When insects try to eat the Robusta plant, they are paralyzed or killed. The ease of growing and its ability to withstand harsh conditions have resulted in robusta becoming the cheaper and somewhat inferior quality substitute for Arabica in a large number of the blends and almost all instant coffees.
The various varieties of Arabica coffees range in taste from mildly sweet to sharp and tangy. Their unroasted beans smell like blueberries and once roasted the smell turns sugary and fruitier.
Robusta however produces coffee that has a more bitter taste with a smell that resembles ‘burnt rubber’. Good quality robusta’s are uncommon but available in Italy where dark roasted robusta’s are appreciated for the crema they produce on espressos.
There are a large number of Coffea Arabica varieties grown around the world and most of them are named after the region in which they are cultivated.
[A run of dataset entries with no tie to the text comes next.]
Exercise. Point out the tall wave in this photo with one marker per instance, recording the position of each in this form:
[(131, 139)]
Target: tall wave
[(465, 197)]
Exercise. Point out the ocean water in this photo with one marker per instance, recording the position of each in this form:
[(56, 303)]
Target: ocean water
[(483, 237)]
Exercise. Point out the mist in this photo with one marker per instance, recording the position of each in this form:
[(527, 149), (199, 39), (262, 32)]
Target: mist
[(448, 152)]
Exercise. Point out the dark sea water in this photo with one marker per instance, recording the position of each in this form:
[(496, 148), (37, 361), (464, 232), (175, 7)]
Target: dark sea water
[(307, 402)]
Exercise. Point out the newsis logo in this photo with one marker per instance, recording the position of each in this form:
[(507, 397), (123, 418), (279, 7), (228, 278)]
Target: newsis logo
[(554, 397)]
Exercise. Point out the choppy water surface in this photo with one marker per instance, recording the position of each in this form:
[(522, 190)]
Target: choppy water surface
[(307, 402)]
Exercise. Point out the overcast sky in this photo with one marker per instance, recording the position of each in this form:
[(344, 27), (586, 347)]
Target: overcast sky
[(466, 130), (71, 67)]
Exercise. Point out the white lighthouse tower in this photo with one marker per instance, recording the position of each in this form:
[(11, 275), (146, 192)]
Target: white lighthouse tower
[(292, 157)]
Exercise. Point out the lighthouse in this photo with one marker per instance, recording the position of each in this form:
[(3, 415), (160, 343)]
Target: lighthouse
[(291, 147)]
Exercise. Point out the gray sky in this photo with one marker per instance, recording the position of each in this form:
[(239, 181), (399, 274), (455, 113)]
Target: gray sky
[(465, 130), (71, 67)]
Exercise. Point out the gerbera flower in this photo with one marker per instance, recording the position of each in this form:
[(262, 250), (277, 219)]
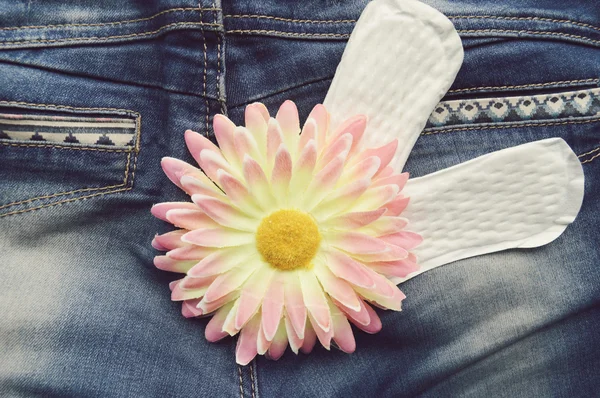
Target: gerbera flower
[(291, 234)]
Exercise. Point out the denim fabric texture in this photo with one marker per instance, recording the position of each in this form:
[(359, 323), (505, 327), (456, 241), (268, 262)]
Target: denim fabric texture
[(83, 311)]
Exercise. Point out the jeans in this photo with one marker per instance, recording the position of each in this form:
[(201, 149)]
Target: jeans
[(84, 311)]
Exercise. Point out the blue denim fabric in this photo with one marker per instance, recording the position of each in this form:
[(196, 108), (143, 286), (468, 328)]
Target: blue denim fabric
[(85, 313)]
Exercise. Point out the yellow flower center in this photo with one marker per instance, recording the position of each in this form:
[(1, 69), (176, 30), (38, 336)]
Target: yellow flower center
[(288, 239)]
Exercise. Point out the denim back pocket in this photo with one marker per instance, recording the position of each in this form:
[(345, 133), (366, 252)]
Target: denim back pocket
[(52, 155)]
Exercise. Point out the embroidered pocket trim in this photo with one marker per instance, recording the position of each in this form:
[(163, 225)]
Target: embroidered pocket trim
[(572, 104), (114, 132)]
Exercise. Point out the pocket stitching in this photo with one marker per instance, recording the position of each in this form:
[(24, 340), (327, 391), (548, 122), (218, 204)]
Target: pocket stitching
[(125, 186), (507, 125)]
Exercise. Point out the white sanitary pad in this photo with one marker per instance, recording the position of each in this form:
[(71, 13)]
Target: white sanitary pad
[(400, 60), (524, 196)]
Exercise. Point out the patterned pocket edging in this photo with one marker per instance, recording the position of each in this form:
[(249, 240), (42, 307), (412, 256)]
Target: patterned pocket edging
[(544, 107)]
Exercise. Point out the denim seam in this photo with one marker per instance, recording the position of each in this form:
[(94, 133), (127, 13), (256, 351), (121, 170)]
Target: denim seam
[(288, 34), (80, 39), (204, 52), (59, 146), (220, 96), (507, 125), (125, 186), (531, 32), (533, 85), (464, 31), (109, 23), (565, 21), (310, 21), (241, 382), (65, 201)]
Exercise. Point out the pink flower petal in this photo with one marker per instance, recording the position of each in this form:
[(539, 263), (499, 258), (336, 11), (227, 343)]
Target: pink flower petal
[(310, 338), (315, 301), (366, 168), (396, 206), (190, 219), (245, 144), (279, 344), (256, 123), (405, 239), (208, 307), (392, 253), (246, 348), (309, 132), (385, 153), (196, 143), (223, 213), (295, 341), (223, 128), (360, 317), (287, 116), (355, 126), (227, 282), (321, 117), (374, 324), (171, 240), (160, 210), (262, 109), (193, 185), (229, 323), (396, 179), (354, 220), (381, 296), (214, 329), (274, 139), (349, 269), (257, 183), (337, 288), (398, 268), (340, 199), (190, 252), (168, 264), (179, 293), (193, 283), (323, 182), (252, 295), (323, 336), (356, 242), (189, 310), (294, 304), (282, 171), (175, 169), (211, 162), (375, 198), (303, 169), (342, 331), (218, 262), (385, 225), (272, 307), (262, 344), (218, 237), (340, 147)]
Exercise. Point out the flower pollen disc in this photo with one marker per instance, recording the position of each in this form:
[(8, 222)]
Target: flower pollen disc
[(288, 239)]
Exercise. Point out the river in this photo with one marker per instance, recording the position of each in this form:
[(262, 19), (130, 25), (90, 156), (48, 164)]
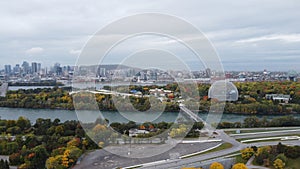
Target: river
[(90, 116)]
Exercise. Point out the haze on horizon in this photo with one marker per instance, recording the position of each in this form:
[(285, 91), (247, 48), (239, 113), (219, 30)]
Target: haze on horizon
[(248, 35)]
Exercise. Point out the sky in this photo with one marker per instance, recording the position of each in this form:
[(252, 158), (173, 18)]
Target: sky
[(247, 35)]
Ethiopia is known for growing several highly valued varieties which are referred to according to the specific region in the country where they are cultivated.
South and Central America are major coffee producers with Colombian coffee from the region being rather famous.
The well-liked varieties include bourbon, Maragogype, Caturra and Typica. From Guatemala comes Huehuetenango, named after the city in the vicinity of where it is grown in the Cuchumatan mountains. Brazil offers the Santos variety, Uganda provides Bugishu and Indonesia offers Java.
A third type of commercially grown coffee bean is Liberica. It accounts for less than two per cent of the total coffee production in the world. Grown primarily in Malaysia, it is comparable in quality to Coffee Robusta. Coffee beans from Liberica plants are more boat shaped and larger as opposed to the smaller and oval shaped beans of Arabica and round beans of Robusta.